Hanbali, Mazhab

Mazhab Hanbali adalah salah satu dari keempat mazhab besar fikih Islam yang didasarkan pada ajaran Ahmad bin Hanbal atau Imam Hanbali (164 H/780 M–241 H/855 M) dan muncul paling akhir. Mazhab itu berpegang pada hadis Nabi SAW dan tradisi sahabat. Mazhab Hanbali muncul sebagai reaksi terhadap sikap berlebihan beberapa aliran Islam lainnya, seperti Syiah, Khawarij, Muktazilah, Kadariyah, dan Murji’ah.

Ketika Ahmad bin Hanbal masih kecil, ayahnya meninggal dunia. Ia kemudian mendapat pendidikan dari ibunya di bawah pengawasan pamannya di Baghdad, kota yang terkenal sebagai gudang ilmu pengetahuan.

Di Baghdad terdapat berbagai pakar ilmu, seperti ahli qiraah, ahli hadis, sufi, ahli bahasa, dan filsuf. Sejak kecil ia sudah diarahkan untuk menekuni studi keislaman. Setelah menghafal Al-Qur’an, kemudian ia mulai belajar bahasa Arab, hadis, dan sirah (sejarah atau perjalanan hidup) Nabi SAW, sahabat, serta tabiin.

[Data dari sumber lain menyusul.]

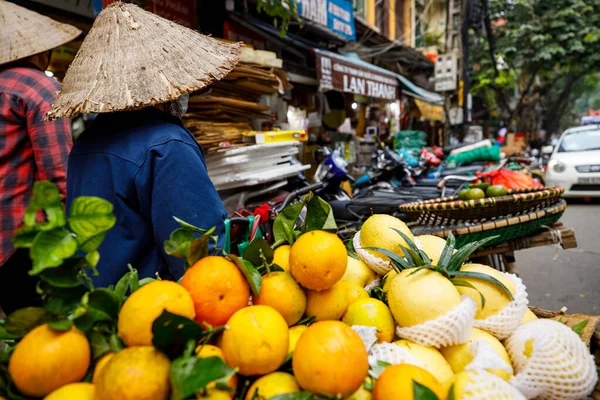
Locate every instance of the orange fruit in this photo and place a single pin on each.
(145, 305)
(281, 257)
(208, 350)
(280, 291)
(135, 373)
(45, 360)
(256, 341)
(318, 260)
(72, 391)
(330, 358)
(396, 382)
(101, 364)
(329, 304)
(218, 289)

Sejak semula Ahmad bin Hanbal sudah memberikan perhatian yang besar pada hadis, walaupun tetap tidak meninggalkan bidang fikih. Kepada Abu Yusuf al-Qadi (113 H/731 M–182 H/798 M), seorang hakim agung, ia belajar fikih, namun lebih mengutamakan hadisnya. Dari Abu Yusuf ia mendapat pelajaran fikih yang dianut ulama Irak, yaitu fikih yang lebih menekankan penggunaan akal dalam beristinbat.

Ahmad mulai mengadakan lawatan untuk mencari hadis pada 179 H/796 M dalam usia 15 tahun sampai 186 H/802 M. Mula-mula ia melawat ke Baghdad. Kemudian berturut-turut ia pergi ke Basrah, Hijaz, Kufah, dan Yaman untuk menemui para guru hadis.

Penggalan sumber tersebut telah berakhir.